Por Jorge Arturo Díaz Reyes. Cali, enero 29 de 2019
A mediados del siglo XIX, un emprendedor curita montañero, Pío Miranda, párroco de Ayapel, obtuvo del Concejo Provincial de Cartagena privilegio para la “apertura” y usufructo de un camino de herradura sobre la vieja trocha que conectaba las ganaderas y ardientes “Sabanas de Bolivar”, en la costa atlántica colombiana, con el interior de la escarpada y entonces mediterránea Antioquia. El acaudalado minero José Vásquez fue su socio en la empresa, que además obtuvo miles de hectáreas baldías y derechos de peaje.
Las gordas reses costeñas, pagando cada una cuatro reales, acometían el empinado, largo y tortuoso “Camino Padrero”, para llegar flacas y ser vendidas en tierra paisa, donde luego, recuperadas y revalorizadas, producían buenas ganancias.
Junto con la economía, el toro, animal icónico desde la temprana colonia en aquella región caribeña, se repotenció, ahondando su marca en la mitología, la leyenda, el lenguaje, la tradición, la música, la danza, el sombrero (vueltiao), el folclore, las fiestas, la literatura, el arte, la cultura en general. Celebración y síntesis de todo aquello es la corraleja, patrimonio cultural de la nación.
Escritores como García Márquez, compositores populares como Pedro Laza y pintores realistas como Gatencio le han rendido tributo. Enero es su mes propio. Y en este que termina, por toda la vieja comarca bolivariana, que ahora ocupan los jóvenes departamentos de Córdoba y Sucre, han vuelto a correr los toros en la tarde, a la tumultuosa usanza pregoyesca, y en la noche, sobre la misma tierra, las bandas, el fandango y la rueda del cumbión a prolongar la fiesta.
Sampués, Magangué, Chinú, Ciénaga de Oro, Planeta Rica, San Juan Nepomuceno, Nechí, Arjona, Cereté, Carrillo, Tenerife… dan por estos días, en sus plazas hechizas, muchas más corralejas que corridas formales da todo el territorio nacional durante un año y así mismo lidian muchos más toros y convocan mucho más público. Se puede afirmar con certeza que la mayor actividad taurina colombiana es esta.

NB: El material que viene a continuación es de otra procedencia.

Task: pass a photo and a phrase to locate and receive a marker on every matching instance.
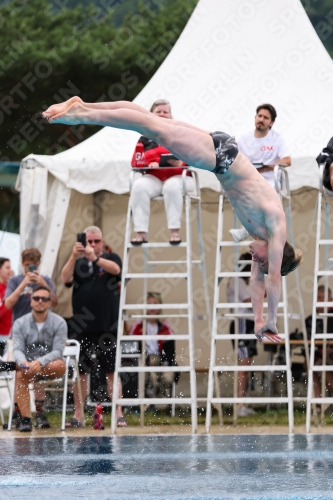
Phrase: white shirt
(243, 294)
(152, 345)
(267, 150)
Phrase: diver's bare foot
(60, 108)
(73, 115)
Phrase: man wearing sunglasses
(95, 277)
(39, 338)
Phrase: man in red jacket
(158, 181)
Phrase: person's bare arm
(56, 109)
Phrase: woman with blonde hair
(159, 181)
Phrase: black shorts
(97, 348)
(226, 151)
(246, 348)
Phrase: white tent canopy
(230, 57)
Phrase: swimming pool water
(168, 467)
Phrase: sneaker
(25, 425)
(41, 421)
(239, 234)
(16, 419)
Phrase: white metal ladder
(220, 306)
(325, 244)
(173, 310)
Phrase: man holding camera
(21, 287)
(39, 338)
(95, 277)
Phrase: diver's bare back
(254, 200)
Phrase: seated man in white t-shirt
(263, 146)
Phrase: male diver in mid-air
(255, 202)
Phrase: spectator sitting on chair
(326, 156)
(18, 295)
(246, 348)
(319, 349)
(20, 287)
(159, 352)
(165, 181)
(265, 146)
(39, 338)
(5, 314)
(95, 275)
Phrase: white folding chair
(71, 356)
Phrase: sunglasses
(37, 298)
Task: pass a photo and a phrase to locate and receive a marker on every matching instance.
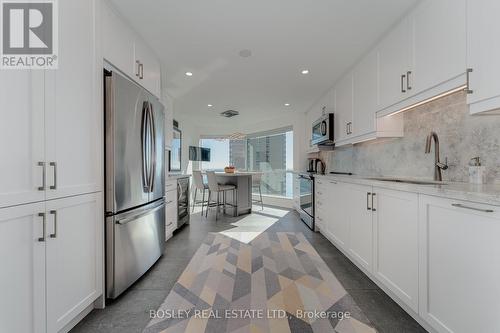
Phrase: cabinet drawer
(171, 196)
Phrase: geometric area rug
(275, 283)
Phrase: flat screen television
(199, 154)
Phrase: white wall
(191, 132)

Pero también que comparte con las otras tauromaquias, hostilidades y enemigos. Grupos culturizados (que no cultos), urbanitas melindrosos, políticos avispados, “civilizadores” de ocasión… las condenan y desde su autoasignada “superioridad moral” exigen, con más desprecio e injuria que razones, la prohibición inmediata.